I told you awhile back about the girl who’s phone had the entry ICE (In Case of Emergency) that led to her sister being able to help her out.

There were discussions about how much info to enter into the phones, privacy issues, etc. Even Fossil Medic over at Firegeezer weighed in on the topic. (I just hate that old picture of me)

Not long ago I bumped into another ICE situation and knew I had to pass it along.


A caller states a man is on her doorstep, altered and incoherent.


Expecting one of our regulars we roll up to the address ready to pry a pickled retiree off the steps of the house. Shocked we were to find a young man, possibly in his early twenties, semi-conscious leaning up against a handrail.
We assist him to sit and begin our assessment. He is one of the kind of patients I love. You have to apply everything you learned in school to figure out what is pertinent and what isn’t. My EMT partner gets a finger stick glucose of 69, looks up at me and says, “There you go.”

I am not so easily fooled. We’re finding no life threats, other than the brain’s inability to control the body, so we get him into my office and on some O2 to start.

Monitor shows Normal Sinus Rhythm at 90.
BP was unremarkable, in the 130’s if I recall with a good diastolic to match.
Pupils were at 3 and reactive.
No evidence of ingestion or injection.
Physical exam finds skin is warm, not hot, no trauma noted.
He’s trying to speak, slurring really, seems postictal to me but something just isn’t right. He’s ABOVE the level he should be post seizure. You know the patient, semi-conscious, altered, then you administer O2, maybe a little glucose paste as they perk up and viola, they tell you they have seizures.

But this kid bothered me. Something was off.

We performed a field surgical walletectomy and found he lived in another part of town completely. To even get to where he was was at least 2 or 3 bus transfers and it’s not like we’re in the drug neighborhood either.

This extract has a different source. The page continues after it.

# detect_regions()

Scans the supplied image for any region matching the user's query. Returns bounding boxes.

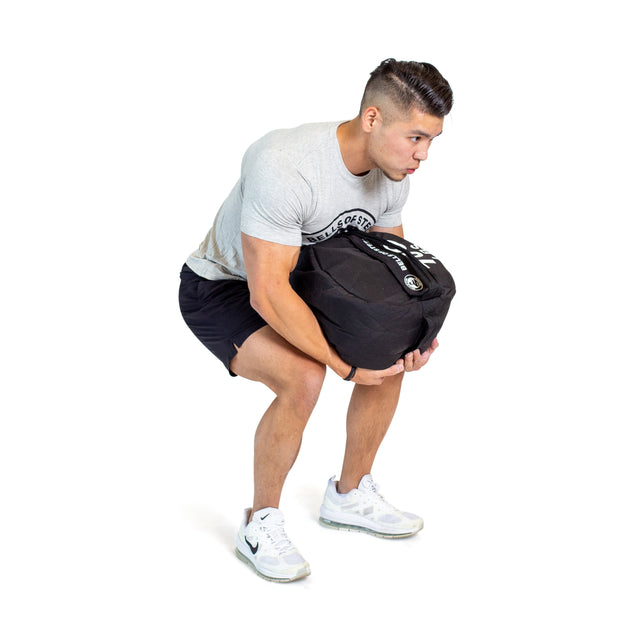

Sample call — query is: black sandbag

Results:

Then I find his cell phone.ICE is the first entry and I hit send.

A woman answers and I explain my situation and she is near hysterics.
“Where is he?! We’ve been looking everywhere!”
Turns out our friend is autistic.
I looked over at him again and it clicked clear as day.

What we perceived as an altered state was a tired, lost and confused low functioning autism sufferer. Not the autism label they give to kids who read slow so schools can get more funding, closer to Dustin Hoffman counting tooth picks autism. Only exhausted and afraid.

We bundled him up and turned the radio to his favorite music station while Mom made the 20 minute drive to get him. When she arrived and climbed in his face changed and turned towards her, reaching for a long hug.

Had he lost his phone or not had an easy to find entry, he might have had to wait in the ER for hours while someone tried to figure out what was “wrong” with him when all he needed was mom.